Scientists have found very bright source of light which they call quasar and the are found to be supermassive black holes. So these black holes are so massive that they cannot be formed by a supernova. So how are these formed?
That's it, in a nutshell. However, there are some various ideas floating about. Here's a (long) list of some:
From this page:
- Collapse of massive gas clouds
- Merger of lots of stellar-mass black holes
- Growth of a stellar-mass black hole to astronomical (pun intended) proportions
- Core collapse of a cluster of stars
- Primordial black holes coalescing
- Accretion of primordial gas left over from the Big Bang
- The death of really, really massive stars (Note: This would only be the beginning of a supermassive black hole; much more accretion would have to take place. In fact, this can be said of many of the solutions presented.)
But the truth is (and I'll be blunt here) that scientists don't have as much evidence as they'd like for any of these ideas. There are lots of models (just see the ideas above) for the formation of these black holes based on observations of quasars, active galactic nuclei and normal galaxy centers, but it's difficult, if not impossible, to properly test them.
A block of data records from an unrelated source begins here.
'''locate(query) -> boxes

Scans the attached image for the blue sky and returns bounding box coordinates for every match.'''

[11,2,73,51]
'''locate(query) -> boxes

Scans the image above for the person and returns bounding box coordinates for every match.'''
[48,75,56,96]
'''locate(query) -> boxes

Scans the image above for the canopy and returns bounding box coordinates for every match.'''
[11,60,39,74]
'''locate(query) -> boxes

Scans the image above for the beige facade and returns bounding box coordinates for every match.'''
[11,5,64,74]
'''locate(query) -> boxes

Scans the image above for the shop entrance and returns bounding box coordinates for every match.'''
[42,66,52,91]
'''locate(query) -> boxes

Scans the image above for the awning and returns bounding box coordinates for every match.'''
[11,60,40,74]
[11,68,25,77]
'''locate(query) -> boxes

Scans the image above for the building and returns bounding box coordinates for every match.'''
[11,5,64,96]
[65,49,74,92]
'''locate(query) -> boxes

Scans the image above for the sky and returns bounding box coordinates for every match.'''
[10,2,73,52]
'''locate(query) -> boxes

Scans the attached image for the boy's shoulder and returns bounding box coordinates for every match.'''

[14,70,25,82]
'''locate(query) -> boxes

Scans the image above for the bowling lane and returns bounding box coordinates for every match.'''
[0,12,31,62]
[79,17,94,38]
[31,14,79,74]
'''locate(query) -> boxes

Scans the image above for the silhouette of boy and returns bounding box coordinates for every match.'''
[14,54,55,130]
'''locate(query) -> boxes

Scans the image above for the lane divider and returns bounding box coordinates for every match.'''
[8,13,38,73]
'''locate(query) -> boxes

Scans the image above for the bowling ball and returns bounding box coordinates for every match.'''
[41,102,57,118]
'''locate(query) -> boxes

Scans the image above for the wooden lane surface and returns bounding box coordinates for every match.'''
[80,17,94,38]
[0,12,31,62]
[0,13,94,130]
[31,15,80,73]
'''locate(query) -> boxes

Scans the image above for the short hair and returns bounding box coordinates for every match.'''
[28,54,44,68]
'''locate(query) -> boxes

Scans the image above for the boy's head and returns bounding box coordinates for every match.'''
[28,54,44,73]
Normal black holes form from the mass of a dying star, so for a black hole to have more mass than the star it got it mass from something must be up. To understand why black holes in Quazars are so large, we need to understand what a Quazar is. Black holes often consume nearby stars, and during consumption, the stardust orbits the black hole and accelerates to speeds close to the speed of light. Friction with other stardust particles cause immense heat and emission of electromagnetic radiation. The black hole gains more mass by consuming nearby stars until it becomes big enough to make a real quazar, the kind that can be seen.